Кухарченко потер о затылок отсыревшей спичкой, чиркнул о коробок, закурил. От духовито-сладкого запаха махорки у меня закружилась голова, заныл голодный желудок. Боков жевал сухари с колбасой, но я был слишком слаб для того, чтобы достать из-под головы мешок. Засунув онемевшие руки в мокрые карманы шаровар, я старался уснуть, с ужасом думая о том, что ночью придется уступить место другому и целых два часа проторчать в потемках под ливнем.
Первым — с щекой, оттопыренной сухарем,— заснул Васька Боков и захрапел так, что к нему подошел с поста часовой и, желто моргнув фонариком, несколько раз ткнул в бок прикладом полуавтомата.
Шумят дожди
Дождь продолжал накрапывать и на следующий день. До самого вечера не расходился густой туман. Настроение у всех было такое же мрачное, как небо.
Я не мог не улыбнуться, глядя на своих товарищей. И правда — мокрые курицы. Еще два дня назад осаждали они командование с просьбами не откладывать вылет во вражеский тыл. Все почти сплошь ярые романтики, задания ждали как увлекательного приключения, мечтали о геройских подвигах... И вот Самсонов, почти целиком утративший свой командирский вид, мучительно наморщив лоб, словно над шахматной доской, сидит над картой. Нервно грызя ногти, смотрит он ввалившимися глазами в раскрытый планшет. Боков, натянув на уши клапаны мокрой пилотки без звездочки, меланхолично, безрадостно жует пшенный концентрат.
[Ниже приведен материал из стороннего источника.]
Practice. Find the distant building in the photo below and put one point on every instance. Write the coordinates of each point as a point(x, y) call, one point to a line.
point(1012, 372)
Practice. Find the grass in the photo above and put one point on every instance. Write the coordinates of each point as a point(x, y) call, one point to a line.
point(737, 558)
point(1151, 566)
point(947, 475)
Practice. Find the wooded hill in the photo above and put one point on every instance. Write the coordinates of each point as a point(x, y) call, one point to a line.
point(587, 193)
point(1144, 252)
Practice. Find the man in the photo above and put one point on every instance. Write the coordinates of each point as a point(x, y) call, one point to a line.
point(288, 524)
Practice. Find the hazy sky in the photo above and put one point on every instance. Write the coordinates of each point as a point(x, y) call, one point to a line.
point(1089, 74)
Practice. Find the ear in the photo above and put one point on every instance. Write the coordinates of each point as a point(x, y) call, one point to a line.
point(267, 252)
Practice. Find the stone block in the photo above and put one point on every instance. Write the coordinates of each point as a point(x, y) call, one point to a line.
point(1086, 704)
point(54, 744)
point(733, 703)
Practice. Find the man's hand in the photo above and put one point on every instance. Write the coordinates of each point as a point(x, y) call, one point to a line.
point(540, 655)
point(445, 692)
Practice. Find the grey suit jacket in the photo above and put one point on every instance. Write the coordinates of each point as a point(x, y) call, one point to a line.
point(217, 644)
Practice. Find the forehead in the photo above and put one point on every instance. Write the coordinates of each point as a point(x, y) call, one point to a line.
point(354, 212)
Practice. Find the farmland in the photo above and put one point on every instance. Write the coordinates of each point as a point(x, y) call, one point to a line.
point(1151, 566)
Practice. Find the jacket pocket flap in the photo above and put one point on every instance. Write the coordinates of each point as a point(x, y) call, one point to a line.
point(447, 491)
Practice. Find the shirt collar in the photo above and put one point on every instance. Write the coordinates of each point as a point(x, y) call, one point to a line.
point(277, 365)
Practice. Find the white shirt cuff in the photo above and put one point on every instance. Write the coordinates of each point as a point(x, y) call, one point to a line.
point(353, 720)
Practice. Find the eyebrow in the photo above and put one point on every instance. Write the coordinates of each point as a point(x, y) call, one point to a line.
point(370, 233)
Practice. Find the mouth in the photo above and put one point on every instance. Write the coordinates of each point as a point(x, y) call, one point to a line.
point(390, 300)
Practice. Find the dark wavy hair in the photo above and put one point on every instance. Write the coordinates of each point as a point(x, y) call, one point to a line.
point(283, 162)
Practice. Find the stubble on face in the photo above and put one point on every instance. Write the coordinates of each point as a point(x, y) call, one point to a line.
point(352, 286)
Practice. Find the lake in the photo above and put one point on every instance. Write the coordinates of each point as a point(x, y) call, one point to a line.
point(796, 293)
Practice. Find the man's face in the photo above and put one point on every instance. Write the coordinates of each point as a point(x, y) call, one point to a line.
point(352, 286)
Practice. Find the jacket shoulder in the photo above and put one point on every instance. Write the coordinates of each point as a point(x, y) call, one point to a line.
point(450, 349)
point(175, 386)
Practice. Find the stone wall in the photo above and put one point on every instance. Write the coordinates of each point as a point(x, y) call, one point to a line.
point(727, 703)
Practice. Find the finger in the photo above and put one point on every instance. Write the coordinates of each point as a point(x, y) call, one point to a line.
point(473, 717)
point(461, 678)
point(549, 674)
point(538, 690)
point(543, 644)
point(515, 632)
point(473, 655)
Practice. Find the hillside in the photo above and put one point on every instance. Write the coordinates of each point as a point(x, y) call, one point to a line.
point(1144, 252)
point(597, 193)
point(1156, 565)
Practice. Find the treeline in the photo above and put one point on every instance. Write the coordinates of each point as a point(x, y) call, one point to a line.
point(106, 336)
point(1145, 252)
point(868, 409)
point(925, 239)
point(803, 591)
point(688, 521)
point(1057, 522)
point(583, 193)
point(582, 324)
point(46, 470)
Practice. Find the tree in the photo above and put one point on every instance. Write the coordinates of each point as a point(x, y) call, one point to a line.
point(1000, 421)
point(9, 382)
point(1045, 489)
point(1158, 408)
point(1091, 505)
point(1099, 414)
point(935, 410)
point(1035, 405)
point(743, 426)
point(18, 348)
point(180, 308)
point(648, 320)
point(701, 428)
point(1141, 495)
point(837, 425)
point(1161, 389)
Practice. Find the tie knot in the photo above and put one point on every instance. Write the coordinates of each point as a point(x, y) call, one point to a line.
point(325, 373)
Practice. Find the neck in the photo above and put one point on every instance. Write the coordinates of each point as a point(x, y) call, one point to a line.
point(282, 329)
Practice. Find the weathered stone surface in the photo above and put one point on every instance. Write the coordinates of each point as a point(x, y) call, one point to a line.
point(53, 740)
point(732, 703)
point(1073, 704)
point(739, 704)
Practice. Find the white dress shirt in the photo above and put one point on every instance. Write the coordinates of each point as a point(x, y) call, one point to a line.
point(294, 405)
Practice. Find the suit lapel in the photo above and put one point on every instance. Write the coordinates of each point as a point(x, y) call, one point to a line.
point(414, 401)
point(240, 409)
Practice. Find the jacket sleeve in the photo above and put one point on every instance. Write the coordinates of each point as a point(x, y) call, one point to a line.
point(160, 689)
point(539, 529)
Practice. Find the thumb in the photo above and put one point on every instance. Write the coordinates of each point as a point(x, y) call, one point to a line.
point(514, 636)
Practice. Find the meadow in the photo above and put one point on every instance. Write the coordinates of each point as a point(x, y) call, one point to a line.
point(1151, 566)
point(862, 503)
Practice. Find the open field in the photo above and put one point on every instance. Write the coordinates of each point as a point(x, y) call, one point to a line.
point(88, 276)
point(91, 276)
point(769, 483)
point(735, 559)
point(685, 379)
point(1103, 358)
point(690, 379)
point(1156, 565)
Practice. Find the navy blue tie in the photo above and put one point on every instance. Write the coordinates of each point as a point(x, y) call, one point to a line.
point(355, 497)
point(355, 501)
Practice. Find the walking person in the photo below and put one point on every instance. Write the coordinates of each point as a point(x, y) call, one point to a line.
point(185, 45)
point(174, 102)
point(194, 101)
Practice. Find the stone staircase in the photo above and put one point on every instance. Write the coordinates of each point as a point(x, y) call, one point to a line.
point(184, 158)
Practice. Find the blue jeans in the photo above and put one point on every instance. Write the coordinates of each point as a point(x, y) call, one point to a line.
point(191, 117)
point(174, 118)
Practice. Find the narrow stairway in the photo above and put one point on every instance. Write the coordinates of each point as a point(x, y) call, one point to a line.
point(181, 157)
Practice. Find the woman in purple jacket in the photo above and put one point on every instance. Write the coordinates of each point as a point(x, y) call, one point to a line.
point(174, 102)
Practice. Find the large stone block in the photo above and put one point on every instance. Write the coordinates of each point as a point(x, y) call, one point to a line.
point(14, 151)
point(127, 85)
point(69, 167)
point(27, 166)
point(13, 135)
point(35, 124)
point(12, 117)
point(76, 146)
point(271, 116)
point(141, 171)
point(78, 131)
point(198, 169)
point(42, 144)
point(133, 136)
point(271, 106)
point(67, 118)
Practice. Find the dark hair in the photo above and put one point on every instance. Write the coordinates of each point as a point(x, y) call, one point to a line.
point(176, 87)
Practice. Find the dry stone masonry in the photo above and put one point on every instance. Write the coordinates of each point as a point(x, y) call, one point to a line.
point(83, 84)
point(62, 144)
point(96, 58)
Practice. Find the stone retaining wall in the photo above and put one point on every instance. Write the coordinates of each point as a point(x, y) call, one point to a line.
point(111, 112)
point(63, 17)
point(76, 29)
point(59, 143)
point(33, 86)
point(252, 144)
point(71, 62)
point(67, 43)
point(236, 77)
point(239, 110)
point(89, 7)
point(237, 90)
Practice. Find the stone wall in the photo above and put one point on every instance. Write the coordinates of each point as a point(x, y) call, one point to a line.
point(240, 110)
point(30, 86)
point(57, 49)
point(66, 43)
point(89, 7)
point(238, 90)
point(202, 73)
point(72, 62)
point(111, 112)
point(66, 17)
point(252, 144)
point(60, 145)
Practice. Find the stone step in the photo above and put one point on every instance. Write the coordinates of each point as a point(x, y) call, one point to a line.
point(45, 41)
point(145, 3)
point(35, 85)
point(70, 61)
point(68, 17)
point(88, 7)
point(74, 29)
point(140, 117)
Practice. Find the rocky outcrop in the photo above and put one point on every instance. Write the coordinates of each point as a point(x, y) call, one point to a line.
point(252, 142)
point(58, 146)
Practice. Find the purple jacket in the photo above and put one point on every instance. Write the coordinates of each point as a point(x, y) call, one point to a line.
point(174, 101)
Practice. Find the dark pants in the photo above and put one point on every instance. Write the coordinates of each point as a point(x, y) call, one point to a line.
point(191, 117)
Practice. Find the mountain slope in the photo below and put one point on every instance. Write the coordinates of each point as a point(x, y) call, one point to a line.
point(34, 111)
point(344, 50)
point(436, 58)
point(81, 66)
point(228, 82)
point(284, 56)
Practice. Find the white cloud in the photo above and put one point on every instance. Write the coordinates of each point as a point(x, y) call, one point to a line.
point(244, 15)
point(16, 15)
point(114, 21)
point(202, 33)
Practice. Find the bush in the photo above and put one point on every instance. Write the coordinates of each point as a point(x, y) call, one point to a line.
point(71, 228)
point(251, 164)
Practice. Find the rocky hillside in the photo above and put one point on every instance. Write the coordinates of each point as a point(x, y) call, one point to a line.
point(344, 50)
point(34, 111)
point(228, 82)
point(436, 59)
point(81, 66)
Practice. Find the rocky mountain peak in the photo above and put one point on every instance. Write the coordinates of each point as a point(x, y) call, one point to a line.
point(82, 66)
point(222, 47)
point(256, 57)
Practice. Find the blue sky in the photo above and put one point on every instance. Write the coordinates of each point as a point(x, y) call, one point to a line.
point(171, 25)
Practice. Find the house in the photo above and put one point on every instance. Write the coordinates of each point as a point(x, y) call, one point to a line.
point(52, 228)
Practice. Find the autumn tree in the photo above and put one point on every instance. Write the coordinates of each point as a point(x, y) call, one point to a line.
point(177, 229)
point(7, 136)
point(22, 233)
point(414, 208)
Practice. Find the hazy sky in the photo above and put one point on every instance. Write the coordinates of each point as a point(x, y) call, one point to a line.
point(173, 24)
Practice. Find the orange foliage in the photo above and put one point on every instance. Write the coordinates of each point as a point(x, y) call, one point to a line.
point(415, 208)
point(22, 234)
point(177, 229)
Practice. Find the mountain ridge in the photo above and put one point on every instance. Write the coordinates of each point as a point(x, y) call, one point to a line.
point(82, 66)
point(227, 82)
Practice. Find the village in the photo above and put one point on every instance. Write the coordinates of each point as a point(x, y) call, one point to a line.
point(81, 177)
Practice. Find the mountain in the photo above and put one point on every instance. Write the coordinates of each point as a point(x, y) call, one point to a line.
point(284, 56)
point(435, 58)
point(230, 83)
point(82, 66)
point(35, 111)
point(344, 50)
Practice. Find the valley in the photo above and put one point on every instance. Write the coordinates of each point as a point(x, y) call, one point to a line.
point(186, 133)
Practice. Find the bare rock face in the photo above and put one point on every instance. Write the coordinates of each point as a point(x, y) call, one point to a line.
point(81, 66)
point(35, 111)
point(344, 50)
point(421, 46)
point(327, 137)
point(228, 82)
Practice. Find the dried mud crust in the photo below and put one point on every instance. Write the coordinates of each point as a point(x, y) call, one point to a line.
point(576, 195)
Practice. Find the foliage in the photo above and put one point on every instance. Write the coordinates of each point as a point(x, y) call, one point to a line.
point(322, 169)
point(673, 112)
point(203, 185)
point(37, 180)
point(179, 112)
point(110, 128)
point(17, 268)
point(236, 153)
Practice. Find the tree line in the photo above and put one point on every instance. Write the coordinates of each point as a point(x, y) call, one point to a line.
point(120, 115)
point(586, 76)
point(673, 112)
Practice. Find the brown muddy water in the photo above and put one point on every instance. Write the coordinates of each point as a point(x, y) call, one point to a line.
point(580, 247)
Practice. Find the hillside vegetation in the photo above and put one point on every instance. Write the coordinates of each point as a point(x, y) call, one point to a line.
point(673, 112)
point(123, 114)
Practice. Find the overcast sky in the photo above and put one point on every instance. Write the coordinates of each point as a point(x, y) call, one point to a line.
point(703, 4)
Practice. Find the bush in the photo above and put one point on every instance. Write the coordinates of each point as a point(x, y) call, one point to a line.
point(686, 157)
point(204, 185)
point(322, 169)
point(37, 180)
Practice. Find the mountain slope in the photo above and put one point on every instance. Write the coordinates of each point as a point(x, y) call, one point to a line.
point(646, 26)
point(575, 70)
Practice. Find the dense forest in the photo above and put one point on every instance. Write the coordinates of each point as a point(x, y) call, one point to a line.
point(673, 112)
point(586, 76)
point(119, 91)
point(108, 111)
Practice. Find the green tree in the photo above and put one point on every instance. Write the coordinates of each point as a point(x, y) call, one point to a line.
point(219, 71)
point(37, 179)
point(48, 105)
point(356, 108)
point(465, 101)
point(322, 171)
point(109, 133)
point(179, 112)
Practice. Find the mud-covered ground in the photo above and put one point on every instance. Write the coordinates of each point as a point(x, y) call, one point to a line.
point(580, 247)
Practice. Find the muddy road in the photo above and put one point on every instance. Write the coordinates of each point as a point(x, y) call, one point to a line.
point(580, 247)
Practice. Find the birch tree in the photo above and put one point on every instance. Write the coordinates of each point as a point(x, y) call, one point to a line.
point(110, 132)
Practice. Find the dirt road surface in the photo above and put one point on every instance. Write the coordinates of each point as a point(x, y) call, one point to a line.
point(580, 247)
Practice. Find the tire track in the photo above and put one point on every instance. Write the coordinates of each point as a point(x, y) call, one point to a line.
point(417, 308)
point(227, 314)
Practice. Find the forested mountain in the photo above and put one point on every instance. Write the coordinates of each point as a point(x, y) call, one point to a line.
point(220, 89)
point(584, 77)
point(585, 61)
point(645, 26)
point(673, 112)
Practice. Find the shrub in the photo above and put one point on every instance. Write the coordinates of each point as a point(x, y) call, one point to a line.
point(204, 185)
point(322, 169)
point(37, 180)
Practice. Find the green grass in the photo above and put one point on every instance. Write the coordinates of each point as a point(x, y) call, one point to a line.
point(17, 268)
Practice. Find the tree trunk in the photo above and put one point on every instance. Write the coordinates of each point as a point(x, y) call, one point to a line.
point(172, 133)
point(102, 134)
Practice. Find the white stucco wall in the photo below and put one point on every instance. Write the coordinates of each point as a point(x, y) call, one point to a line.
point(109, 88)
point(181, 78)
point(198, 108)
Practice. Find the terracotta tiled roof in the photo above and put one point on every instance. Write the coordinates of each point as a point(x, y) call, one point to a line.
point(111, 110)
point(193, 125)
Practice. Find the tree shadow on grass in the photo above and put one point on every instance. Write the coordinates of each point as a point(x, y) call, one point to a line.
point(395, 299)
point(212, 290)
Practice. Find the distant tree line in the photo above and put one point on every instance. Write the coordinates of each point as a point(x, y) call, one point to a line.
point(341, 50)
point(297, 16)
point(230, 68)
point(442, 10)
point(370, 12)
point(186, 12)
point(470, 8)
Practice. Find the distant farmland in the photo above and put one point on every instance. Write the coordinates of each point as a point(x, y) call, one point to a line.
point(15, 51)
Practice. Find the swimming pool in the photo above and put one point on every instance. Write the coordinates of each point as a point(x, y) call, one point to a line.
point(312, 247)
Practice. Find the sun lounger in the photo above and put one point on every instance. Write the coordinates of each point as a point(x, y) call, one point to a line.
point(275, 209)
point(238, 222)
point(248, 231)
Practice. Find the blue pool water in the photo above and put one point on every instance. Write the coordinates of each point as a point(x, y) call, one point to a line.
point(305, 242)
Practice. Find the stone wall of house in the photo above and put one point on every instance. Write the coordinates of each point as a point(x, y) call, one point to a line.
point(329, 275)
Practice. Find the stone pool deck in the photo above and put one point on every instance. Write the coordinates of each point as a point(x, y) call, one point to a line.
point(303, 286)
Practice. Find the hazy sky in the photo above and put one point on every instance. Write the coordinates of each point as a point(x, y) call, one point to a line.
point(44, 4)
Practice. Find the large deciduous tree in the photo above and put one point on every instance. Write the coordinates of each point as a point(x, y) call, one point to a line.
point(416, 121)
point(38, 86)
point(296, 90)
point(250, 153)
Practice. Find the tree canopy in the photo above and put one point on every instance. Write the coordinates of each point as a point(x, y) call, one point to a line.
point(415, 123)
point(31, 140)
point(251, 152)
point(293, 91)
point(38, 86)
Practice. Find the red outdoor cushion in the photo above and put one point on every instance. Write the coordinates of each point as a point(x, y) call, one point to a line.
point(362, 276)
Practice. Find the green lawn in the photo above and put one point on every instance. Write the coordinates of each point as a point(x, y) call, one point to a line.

Терентьев лежит калачиком под плащ-палаткой, теплотой своего тела он пытается высушить засунутые за пазуху портянки. Рядом с ним угрюмо мерзнет Алла. Широкое лицо ее осунулось, подбородок дрожит. Надин чуб уныло повис. У всех нас сизо-красные носы, опухшие от бессонницы глаза. А у Бокова еще вдобавок расстроился желудок от болотной воды — не помогали и таблетки дисульфана, выданные нам в Москве.